Hi Soleil Couchant, "c'est pas evident" has bothered me for years and I resolved to take it to mean "Go figure" used with a whole lot of sarcasm and this is how I think Americans (especially younger ones) would treat Cigaloune's third example. Would you agree? I think you might not find a good translation with just words - intonation and delivery, an eye roll and a smirk - all important ingredients in language would also be required here.


----------



## Locape

Many examples given in the above posts work for 'c'est pas évident' :
- it's not easy
- I'm not so sure about it
- I don't know about that
- it's not that simple
- it's a tricky question/situation
It maybe sometimes mean 'go figure!' like SKWI said, but not often and not with a lot of sarcasm, even if you can say it with a smile. 
It's not 'that doesn't really make sense' ('c'est un peu n'importe quoi'), and I don't think it can be accusatory ; it's not really empathetic, it just shows concern, but not too much, you don't mean 'poor thing!'.
You can use it also if you have no idea what to say, when you really can't say 'I don't have a clue' or 'I don't care'.
And finally you can use it out of politeness, even if you disagree with that person, if you would do things differently, but you don't want to sound judgemental, you can say 'oui, c'est pas évident', even if you think 'no, you're wrong!'


----------



## ain'ttranslationfun?

Welcome, SKWI!


----------



## Itisi

I think 'it's tricky' covers all eventualities!


----------



## SKWI

ain'ttranslationfun? said:


> Welcome, SKWI!


Thank you, ain'ttranslationfun? 

"C'est pas evident" n'est pas vraiment evident, non?


----------



## ain'ttranslationfun?

SKWI said:


> Thank you, ain'ttranslationfun?
> 
> "C'est pas evident" n'est pas vraiment evident, non?

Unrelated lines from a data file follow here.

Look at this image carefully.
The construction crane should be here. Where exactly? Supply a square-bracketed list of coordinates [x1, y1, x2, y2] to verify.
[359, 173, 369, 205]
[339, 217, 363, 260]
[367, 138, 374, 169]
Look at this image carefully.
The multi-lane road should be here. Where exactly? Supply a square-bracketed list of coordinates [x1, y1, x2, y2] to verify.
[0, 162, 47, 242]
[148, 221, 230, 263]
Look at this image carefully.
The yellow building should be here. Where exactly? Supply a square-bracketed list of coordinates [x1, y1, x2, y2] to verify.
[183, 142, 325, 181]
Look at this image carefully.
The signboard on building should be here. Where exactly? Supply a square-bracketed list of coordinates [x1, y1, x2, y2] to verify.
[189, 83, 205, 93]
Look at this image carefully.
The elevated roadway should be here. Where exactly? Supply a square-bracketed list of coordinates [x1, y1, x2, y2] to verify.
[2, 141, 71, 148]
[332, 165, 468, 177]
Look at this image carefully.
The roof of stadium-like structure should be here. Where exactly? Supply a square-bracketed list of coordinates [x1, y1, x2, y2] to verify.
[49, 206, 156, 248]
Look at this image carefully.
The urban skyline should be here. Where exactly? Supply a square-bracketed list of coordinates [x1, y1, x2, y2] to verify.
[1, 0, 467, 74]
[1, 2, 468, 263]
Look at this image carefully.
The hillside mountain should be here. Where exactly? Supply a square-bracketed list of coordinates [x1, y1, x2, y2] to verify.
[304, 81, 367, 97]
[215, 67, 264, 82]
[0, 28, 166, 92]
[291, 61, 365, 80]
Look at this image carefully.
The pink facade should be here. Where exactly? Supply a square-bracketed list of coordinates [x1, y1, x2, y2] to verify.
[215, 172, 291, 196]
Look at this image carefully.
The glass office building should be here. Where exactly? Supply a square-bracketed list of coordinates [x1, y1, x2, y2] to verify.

Là, je suis d'accord avec toi...et avec Itisi dans #10!


----------



## Aristide

Itisi said:


> I think 'it's tricky' covers all eventualities!


Oui, mais l'expression "c'est pas évident" est une litote, une "understatement". Si on traduit par tricky, on perd le côté litote. C'est pourquoi je préfère "it's not that simple", même si "pas si simple" n'a pas exactement la même saveur que "pas évident". Pour moi, l'expression "c'est pas évident" a quelque chose de cool et d'humoristique, comme souvent avec les litotes. Ainsi, on applique à une situation concrète généralement assez simple l'expression "pas évident", qui conviendrait plutôt aux raisonnements abstraits et compliqués : on intellectualise ! Et en utilisant une litote, on fait mine de sous-estimer la difficulté, car on se retient de dire que c'est terriblement compliqué. Mais en réalité, le plus souvent, on exagère la difficulté. C'est une fausse understatement.


----------



## Itisi

*Aristide*, I'm not entirely convinced by the above reasoning. And if you look at the examples given at #8, I don't think 'it's not that simple' would work. Besides, it lacks the cool element!  Perhaps there is no one suitable phrase...


----------



## Locape

'C'est pas évident' n'est pas toujours utilisé de manière cool et humoristique. Quand quelqu'un vous parle d'une chose préoccupante, mais que vous ne savez pas quoi lui répondre, vous dites d'un ton sérieux et concerné 'oui, c'est pas évident'. Je l'utilise aussi par politesse, ou pour montrer son intérêt ou même sa bienveillance. Donc on peut l'utiliser dans beaucoup de situations différentes.


----------



## ain'ttranslationfun?

Ou même pour indiquer sa frustration à ne pas pouvoir trouver une solution.


----------